Standard .NET generics are not expressive enough to allow such common functions. The problem is that your code can work for anyone that supports the subtraction operator, but .NET generics cannot capture this restriction (they can capture interface restrictions, but not member restrictions).
However, you can use the F # inline functions and statically permitted type parameters , which may have additional restrictions for members. I wrote an article that contains more detailed information about this.
In short, if you mark the function as inline and let the compiler infer the type, then you will get (I removed the explicit mention of the type parameter, as this makes the situation more complicated):
> let inline genericDiff h (f: float -> _) x = > ((f (x + h)) - (f (x - h))) / (h * 2.0);; val inline genericDiff : float -> (float -> ^a) -> float -> float when ^a : (static member ( - ) : ^a * ^a -> float)
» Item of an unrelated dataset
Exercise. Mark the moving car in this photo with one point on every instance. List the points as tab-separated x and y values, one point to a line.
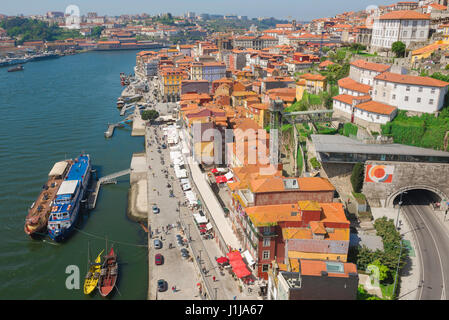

Now the compiler used ^a instead of 'a to say that the parameter was resolved statically (during attachment), and he added a constraint that said ^a must have a member - which takes two things and returns a float .
Unfortunately, this is not exactly what you want, because your operator returns Vect3 (and not float as an output compiler). I think the problem is that the compiler wants / operator with two arguments of the same type (while your Vect3 * float ). You can use another operator name (for example, /. ):
let inline genericDiff2 h (f: float -> _) x = ((f (x + h)) - (f (x - h))) /. (h * 2.0);;
In this case, it will work on Vect3 (if you rename scalar division), but it will not work on float easily (although there may be hacks that make this possible - see this answer - although I would not think about this idiomatic F # , and I will probably try to find a way to avoid the need for this). It would be advisable to provide elementary division and pass h as a Vect3 value, perhaps?